History was made two and a half years ago that Barack Obama was elected the first African-American President of the United States. It was back then there was a sense of hope and idealism that change was going to come for the better and that Obama was going to represent that change in America.
Now, though, comes the line between cynicism and realism due to class differences and political ideologies over the future of America in the Great Recession. Since the Obama era, there have been changes: the stimulus package, the Republicans’ control of the House in last year’s mid-election, clashing with Democrats over unemployment benefits, collective bargaining, and union rights, the Tea Party, and now Obama pushing for passing of the Americans Jobs Act.

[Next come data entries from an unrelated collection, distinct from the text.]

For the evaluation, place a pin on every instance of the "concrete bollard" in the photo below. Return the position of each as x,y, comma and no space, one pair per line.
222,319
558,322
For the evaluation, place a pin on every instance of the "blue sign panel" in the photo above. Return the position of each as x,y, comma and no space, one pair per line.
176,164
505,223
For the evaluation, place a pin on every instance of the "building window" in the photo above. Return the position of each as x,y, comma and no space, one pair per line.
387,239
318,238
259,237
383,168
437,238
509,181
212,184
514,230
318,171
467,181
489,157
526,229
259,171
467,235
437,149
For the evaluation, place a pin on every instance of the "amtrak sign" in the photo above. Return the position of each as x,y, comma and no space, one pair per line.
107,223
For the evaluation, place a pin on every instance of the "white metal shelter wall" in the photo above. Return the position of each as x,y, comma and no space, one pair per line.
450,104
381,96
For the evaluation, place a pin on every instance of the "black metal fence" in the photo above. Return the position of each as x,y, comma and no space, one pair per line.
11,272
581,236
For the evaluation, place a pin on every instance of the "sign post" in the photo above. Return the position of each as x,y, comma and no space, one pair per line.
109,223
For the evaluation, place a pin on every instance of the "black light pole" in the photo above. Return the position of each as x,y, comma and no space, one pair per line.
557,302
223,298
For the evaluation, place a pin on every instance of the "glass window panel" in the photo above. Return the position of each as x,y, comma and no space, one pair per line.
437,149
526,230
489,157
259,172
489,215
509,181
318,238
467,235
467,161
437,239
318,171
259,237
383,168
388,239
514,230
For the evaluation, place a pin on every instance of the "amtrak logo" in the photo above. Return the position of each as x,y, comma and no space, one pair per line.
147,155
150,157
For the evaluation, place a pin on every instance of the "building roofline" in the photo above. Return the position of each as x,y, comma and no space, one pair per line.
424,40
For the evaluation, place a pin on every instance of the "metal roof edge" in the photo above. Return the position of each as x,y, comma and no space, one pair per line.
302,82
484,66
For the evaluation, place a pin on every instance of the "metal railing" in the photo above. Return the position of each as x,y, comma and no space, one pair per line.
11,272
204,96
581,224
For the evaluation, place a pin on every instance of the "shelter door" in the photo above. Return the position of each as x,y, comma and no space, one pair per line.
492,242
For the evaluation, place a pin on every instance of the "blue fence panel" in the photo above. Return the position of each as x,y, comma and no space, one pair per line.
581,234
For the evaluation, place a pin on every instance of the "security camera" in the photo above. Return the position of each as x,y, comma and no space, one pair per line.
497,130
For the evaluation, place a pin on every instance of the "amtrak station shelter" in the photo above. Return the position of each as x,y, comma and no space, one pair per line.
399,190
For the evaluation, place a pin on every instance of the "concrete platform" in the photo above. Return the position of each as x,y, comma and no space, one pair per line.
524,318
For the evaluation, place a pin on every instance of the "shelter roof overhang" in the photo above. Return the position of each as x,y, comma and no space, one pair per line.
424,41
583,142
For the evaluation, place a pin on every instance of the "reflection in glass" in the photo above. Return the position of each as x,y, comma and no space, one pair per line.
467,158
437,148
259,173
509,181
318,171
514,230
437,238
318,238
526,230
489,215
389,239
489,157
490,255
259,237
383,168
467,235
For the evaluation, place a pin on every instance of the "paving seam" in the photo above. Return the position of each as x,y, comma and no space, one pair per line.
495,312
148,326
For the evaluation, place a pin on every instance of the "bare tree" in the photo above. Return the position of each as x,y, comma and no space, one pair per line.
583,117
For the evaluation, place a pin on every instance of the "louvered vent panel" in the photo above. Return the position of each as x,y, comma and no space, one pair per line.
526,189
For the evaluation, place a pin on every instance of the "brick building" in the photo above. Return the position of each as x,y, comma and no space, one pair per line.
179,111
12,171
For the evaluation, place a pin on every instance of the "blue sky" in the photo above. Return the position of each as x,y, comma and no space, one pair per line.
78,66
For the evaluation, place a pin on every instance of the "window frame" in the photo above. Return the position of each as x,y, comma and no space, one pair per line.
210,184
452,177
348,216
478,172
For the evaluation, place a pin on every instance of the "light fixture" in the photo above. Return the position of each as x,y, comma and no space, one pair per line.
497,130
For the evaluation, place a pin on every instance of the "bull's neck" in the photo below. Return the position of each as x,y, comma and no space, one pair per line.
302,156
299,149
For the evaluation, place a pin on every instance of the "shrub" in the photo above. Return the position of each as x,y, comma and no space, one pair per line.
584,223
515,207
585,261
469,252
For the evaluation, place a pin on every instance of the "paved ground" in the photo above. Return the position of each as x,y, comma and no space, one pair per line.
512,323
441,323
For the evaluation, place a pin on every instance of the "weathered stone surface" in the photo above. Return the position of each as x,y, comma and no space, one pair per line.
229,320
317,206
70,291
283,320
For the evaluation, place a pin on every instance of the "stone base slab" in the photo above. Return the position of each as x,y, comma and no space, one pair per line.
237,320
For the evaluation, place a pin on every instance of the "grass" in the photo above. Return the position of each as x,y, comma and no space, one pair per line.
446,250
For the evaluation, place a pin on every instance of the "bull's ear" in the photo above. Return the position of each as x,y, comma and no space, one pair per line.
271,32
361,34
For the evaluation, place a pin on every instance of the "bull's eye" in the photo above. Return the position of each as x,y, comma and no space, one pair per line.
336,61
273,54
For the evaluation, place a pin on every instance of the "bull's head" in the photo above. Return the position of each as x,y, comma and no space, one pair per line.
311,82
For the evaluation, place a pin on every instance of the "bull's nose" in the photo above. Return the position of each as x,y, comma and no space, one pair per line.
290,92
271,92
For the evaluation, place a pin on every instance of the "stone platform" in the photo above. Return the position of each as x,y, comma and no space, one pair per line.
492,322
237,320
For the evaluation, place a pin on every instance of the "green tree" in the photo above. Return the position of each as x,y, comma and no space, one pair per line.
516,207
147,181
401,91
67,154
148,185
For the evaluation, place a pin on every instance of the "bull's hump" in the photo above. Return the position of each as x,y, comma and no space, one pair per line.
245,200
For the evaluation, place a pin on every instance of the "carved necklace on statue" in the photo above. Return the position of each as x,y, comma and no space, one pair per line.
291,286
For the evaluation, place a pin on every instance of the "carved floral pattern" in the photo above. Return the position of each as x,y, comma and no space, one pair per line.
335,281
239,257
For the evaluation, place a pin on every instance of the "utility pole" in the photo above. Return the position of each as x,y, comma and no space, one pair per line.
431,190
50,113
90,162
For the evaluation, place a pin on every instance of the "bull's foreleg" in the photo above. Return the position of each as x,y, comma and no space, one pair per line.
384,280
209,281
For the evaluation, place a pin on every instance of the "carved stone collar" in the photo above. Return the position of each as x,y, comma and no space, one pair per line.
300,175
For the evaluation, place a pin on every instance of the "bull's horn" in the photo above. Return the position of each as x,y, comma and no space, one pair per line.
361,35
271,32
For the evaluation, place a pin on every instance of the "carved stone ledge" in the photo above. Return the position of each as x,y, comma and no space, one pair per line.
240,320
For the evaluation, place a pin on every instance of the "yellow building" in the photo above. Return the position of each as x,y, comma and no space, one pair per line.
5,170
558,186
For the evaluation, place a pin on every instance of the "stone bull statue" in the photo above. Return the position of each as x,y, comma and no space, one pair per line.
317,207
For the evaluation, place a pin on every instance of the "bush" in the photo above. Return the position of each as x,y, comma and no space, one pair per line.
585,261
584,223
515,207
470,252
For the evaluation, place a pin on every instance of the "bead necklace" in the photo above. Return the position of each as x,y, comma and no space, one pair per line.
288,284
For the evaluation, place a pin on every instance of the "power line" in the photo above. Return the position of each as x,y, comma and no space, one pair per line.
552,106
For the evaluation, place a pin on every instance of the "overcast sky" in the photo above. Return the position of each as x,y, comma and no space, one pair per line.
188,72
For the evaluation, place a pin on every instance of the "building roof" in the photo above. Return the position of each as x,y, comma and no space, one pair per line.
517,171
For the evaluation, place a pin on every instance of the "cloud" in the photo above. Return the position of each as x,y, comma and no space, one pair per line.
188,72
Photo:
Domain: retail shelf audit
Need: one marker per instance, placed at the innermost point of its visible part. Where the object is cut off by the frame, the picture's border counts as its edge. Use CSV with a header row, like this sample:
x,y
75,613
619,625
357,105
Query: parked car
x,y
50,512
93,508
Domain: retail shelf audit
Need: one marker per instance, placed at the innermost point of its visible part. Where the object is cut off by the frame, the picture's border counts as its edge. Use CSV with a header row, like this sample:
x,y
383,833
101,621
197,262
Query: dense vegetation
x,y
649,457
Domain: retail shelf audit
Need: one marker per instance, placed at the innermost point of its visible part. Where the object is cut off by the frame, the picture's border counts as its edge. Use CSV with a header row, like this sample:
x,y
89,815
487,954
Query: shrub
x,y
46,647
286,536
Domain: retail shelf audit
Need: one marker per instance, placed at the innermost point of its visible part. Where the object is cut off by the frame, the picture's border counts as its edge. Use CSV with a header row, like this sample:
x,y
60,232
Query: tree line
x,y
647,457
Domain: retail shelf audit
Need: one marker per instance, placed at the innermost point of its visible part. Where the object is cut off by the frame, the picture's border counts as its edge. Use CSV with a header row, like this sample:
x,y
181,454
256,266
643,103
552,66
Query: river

Obama, who was once compared to the Second Coming and picking up where Dr. Martin Luther King, Jr.’s Poor People Campaign left off, could be considered a one-hit wonder.
Or, in this case, a one-term President, according to a recent poll from ABC News and Washington Post, where 55% voted that Obama will not get elected for a second term, which makes him the underdog, and he was fine with that when he spoke on it during his ABC/Yahoo exclusive interview with George Stephanopoulos on Monday.
“When I ran in 2008, the basic idea was that – you know, ordinary folks, who are working hard, you know, doing everything right, just weren’t getting ahead. Wages, incomes had flat-lined; costs were going up, everything from health care to college education. And – you know, the whole approach of everything I’ve tried to do over the last three years is to say, ‘What are those big changes that we have to make so that our kids are getting the best education, we’ve got the best infrastructure in the world, we’ve got the tools that allow us to succeed again?'”
If the slogan “Yes, we can” was part of Obama’s platform that got him elected to the White House, then what will his stance be for the 2012 campaign? The 44th President’s answer was just four words.
“Vision for the future. Four. There is- going to be a contest of values and – and vision in 2012. Nobody’s going to deny that we’re not where we need to be. That the economy is not producing enough jobs that pay well and give people- a leg up on life. And so the question is, ‘What’s most likely to get us there?’ Now there are going to be some folks who make the argument that if you just slash spending, eliminate regulations that prevent us from polluting our air or polluting our water or, you know, we bust labor unions, that that in and of itself is going to restore the American Dream. I don’t think most Americans believe that. I think they understand that we’ve got to invest in making sure we’ve got the best education system possible, that we’ve got to invest in basic research. That part of what made us an economic superpower was we had the best technology, the best infrastructure, and that government has some role to play in that. And so the question’s going to be- you know, which vision is more persuasive to the American people?”
The transcript of this interview can be found online at ABC News.